But four red states vote to increase the minimum wage: "The passage of minimum wage ballot initiatives in three red-leaning states — Arkansas, Nebraska and South Dakota — and an expected victory in Alaska provided some rare good news to Democrats in desperate need of some. But as a wedge issue, the minimum wage proved a disappointment. The minimum increases won’t improve prospects that Congress will pass President Barack Obama’s proposed federal increase to $10.10, up from the current $7.25."

What Will Republicans Do?

Republicans still face internal civil war, Norm Ornstein tells Salon: "...the story here is a Republican Party still facing almost an existential battle between ... an establishment and more pragmatic wing that believes that if you want to compete for the White House, you’ve got to show a positive agenda and show that you can govern, do some things that work with Obama; and a more radical wing that is reflected by what Ted Cruz said to the Washington Post just a couple of days ago, that now’s the time to flex our right-wing muscles."

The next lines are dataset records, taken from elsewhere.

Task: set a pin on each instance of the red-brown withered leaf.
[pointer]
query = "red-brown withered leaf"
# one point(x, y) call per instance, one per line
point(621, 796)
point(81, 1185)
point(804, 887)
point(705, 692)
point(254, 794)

GOP still wants to go after Obamacare, notes TNR's Jonathan Cohn: "Several of the ideas have potential to attract some Democratic votes, perhaps enough to clear the filibuster and end up on the president's desk. But most of the ideas under discussion would also have negative side effects, like raising the deficit or blatantly helping well-connected lobbying groups. That would give the White House a legitimate reason to veto the measures."

What Should Democrats Do?

Obama "won’t pivot to the right" reports Politico: "Obama will strike a tone of compromise and accountability during his public remarks Wednesday ... 'very willing' to start cutting deals, a senior administration official said, possibly on trade, corporate taxes and patent reform ... At the same time, Obama won’t back down from using his administrative powers, including plans to issue an executive order on immigration that could be the most aggressive unilateral action of his presidency ... 'You can’t lose your base,”'a second senior administration official said. 'There are policy things we are going to have to support where the base isn’t there. But you’ve got to keep your eye on your base.'"

Obama should "double down" argues The Nation's Katrina vanden Heuvel: "[Obama should] immediately try to change the subject, in a big way ... undertaking a quick series of high-profile executive actions on issues that the Republican House has not acted upon, and will never pass ... Start with serious immigration reform ... Cancel the Keystone XL Pipeline ... Meet with China and India on climate issues, before the next round of global climate meetings. Set aside big chunks of public land and ocean ... issue a Good Jobs Executive Order that would reward companies that pay their workers a living wage [and] allow them a voice at the workplace..."

Democrats need a "new agenda," says American Prospect's Harold Meyerson: "A defeat of this magnitude suggests that the Democrats are in the same fix as most of the center-left parties of Europe—parties that purport to be the economic advocates of the middle and working classes, but preside over abysmal economies with no clear sense of how to make them better ... How do they deliver for an embattled middle class in a globalized, de-unionized, far-from-full-employment economy, where workers have lost the power they once wielded to ensure a more equitable distribution of income and wealth? What Democrat, besides Elizabeth Warren, campaigned this year to diminish the sway of the banks?"